Kate Kirkpatrick hat ihr Buch in 16 Kapitel unterteilt. Beauvoir stammt aus Pariser großbürgerlichen Kreisen; sie wird katholisch erzogen. Nach einem Studium mit glänzenden Noten wird sie Gymnasiallehrerin im Fach Philosophie. 1929 schließt sie mit dem etwa gleichaltrigen Sartre einen intimen Freundschaftsbund, der lebenslang gelten soll (und dann auch tatsächlich gilt) und doch nicht zur Treue verpflichtet. Ab 1943 ist sie freie Schriftstellerin, ihr erster Roman und ihr philosophischer Essay Pyrrhus und Cinéas erscheinen. Wir erfahren auch Details über Beauvoirs geistige Entwicklung. Als Kind liebt sie Gottesdienste und das religiöse Meditieren, später liest sie philosophische und theologische Werke französischer und deutscher Denker und die modernen amerikanischen Erzähler; Kirkpatrick listet fast 50 Autoren auf!

Das 10. Kapitel mit dem Titel „Königin des Existenzialismus“ und das 11. Kapitel beschreiben die als existenzialistische Philosophin erfolgreiche Schriftstellerin. Sie ist 1944, nach der Befreiung Frankreichs von den Deutschen, Mitbegründerin der Zeitschrift Les Temps Modernes und unternimmt 1947 und 1948 Vortragsreisen in die USA. Dort profiliert sie sich mit Thesen über die Unterdrückung der Frau.

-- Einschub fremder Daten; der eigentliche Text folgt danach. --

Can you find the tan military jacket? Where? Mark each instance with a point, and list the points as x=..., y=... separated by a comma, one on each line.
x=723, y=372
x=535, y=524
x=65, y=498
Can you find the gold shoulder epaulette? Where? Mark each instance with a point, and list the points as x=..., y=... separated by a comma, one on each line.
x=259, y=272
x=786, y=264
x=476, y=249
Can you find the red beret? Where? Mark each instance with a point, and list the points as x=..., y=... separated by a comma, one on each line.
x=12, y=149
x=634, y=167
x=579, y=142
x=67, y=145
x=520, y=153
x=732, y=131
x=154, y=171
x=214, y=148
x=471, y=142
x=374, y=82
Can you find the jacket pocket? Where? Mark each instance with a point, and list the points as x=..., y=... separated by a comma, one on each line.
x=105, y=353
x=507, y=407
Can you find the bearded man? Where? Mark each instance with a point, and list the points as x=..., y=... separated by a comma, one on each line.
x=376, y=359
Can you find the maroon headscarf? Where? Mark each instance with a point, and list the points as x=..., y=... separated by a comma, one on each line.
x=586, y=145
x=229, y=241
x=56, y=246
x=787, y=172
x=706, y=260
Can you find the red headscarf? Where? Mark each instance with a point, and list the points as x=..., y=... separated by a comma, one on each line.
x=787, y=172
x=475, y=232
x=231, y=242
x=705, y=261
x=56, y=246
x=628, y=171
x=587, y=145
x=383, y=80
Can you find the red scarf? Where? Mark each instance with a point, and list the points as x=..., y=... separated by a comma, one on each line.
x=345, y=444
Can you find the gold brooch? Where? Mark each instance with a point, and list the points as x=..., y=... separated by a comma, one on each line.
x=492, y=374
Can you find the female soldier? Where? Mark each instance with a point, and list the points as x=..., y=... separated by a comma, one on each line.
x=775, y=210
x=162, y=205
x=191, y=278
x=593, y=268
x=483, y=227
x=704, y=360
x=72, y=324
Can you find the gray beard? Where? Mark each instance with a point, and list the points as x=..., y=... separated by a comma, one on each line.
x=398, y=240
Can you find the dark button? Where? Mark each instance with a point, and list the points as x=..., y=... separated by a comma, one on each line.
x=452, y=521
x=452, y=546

Die letzten Kapitel stellen dar, wie Beauvoir zunehmend für soziale Fragen sensibel wird. 1949 erscheint Le Deuxième Sexe, das weltweiten Erfolg hat. Beauvoir agiert gegen politische und soziale Missstände und stellt sich im Mai 1968 auf die Seite der rebellierenden Studenten. Ihre Gesellschaftskritik wird schärfer und abstrakter, 1972 erklärt sie in einem Zeitungsartikel: „Ich bin für die Abschaffung der Familie.“ Sie unternimmt weitere große Reisen: nach Kuba (kurz nach der Revolution), in die Sowjetunion und nach China. Zwischen 1958 und 1972 erscheinen ihre Memoiren. In der Zeremonie des Abschieds (1981) und anderen Schriften setzt sie sich mit dem Sterben auseinander.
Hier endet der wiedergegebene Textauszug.